About: Tobacco Free Initiative in the Western Pacific Region
The World Health Organization's Tobacco Free Initiative (TFI) was established in 1998 to focus and channel international attention, resources, and action to reduce the global burden of disease and death caused by tobacco use. TFI provides global policy leadership, encouraging mobilizations at all levels of society, promoting the WHO Framework Convention for Tobacco Control (FCTC).
There are an estimated 430 million smokers residing in the Western Pacific Region, or about one third of the world's smokers. Compared to the other five WHO Regions, the Western Pacific Region has the greatest number of smokers, among the highest rates of male smoking, and the fastest increase of tobacco use among women and young people. In the Western Pacific Region it is estimated that two people die every minute from tobacco-related disease, and half of all men, women, and children are regularly exposed to secondhand smoke at home and in public places. It was estimated that in 2004 there were 117 400 deaths in the region due to exposure to secondhand smoke.
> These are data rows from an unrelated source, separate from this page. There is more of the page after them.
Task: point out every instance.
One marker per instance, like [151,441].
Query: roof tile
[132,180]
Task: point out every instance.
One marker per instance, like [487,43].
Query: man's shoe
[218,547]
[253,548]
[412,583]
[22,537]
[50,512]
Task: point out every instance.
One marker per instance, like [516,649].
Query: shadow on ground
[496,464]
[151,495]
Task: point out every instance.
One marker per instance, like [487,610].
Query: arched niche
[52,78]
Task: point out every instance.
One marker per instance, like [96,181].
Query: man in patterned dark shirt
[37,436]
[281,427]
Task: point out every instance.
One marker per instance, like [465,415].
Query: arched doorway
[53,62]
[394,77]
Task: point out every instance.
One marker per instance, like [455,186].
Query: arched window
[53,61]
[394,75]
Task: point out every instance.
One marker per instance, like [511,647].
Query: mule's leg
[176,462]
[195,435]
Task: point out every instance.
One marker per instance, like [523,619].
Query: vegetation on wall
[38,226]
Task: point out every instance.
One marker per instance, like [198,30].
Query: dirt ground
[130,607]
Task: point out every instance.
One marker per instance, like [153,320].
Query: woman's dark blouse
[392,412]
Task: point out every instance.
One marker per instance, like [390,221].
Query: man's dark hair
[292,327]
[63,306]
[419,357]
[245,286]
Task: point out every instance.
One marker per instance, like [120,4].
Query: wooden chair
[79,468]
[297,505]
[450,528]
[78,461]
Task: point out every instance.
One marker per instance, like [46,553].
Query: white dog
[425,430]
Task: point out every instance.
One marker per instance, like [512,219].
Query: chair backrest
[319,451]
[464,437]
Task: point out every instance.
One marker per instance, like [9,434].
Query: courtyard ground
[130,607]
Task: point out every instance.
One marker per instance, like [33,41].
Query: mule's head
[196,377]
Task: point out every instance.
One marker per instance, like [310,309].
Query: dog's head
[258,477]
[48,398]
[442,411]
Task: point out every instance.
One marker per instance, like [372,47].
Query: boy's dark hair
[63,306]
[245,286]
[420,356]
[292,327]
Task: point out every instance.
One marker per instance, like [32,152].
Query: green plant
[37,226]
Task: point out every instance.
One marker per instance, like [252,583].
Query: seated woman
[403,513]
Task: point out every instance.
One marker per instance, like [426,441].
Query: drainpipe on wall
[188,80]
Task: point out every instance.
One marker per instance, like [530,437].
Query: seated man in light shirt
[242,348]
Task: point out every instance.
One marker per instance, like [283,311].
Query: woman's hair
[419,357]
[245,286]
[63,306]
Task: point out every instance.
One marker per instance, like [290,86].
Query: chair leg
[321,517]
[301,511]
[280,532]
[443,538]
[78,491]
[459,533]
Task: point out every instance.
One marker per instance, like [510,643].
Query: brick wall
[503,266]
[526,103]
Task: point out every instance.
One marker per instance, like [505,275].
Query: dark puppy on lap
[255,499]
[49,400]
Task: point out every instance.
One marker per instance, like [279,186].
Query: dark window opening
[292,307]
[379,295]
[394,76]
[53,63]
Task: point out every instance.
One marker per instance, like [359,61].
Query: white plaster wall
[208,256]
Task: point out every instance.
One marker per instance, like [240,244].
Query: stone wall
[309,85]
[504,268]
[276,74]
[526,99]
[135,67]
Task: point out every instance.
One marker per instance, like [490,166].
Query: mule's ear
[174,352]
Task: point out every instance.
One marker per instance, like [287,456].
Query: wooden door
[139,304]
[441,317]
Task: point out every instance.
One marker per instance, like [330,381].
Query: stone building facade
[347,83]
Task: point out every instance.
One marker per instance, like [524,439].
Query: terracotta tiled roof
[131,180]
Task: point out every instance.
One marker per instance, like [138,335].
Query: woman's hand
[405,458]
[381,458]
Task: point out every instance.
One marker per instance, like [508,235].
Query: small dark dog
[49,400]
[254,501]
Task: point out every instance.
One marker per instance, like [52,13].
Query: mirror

Through ratification of the WHO FCTC, all countries in the Region have an obligation to implement the international regulatory framework to control tobacco use. The Regional Action Plan for the Tobacco Free Initiative in the Western Pacific Region (2010-2014) was developed by TFI in consultation with Member States to stimulate development and strengthening of national coordinating mechanisms and national action plans towards complete implementation of the WHO FCTC.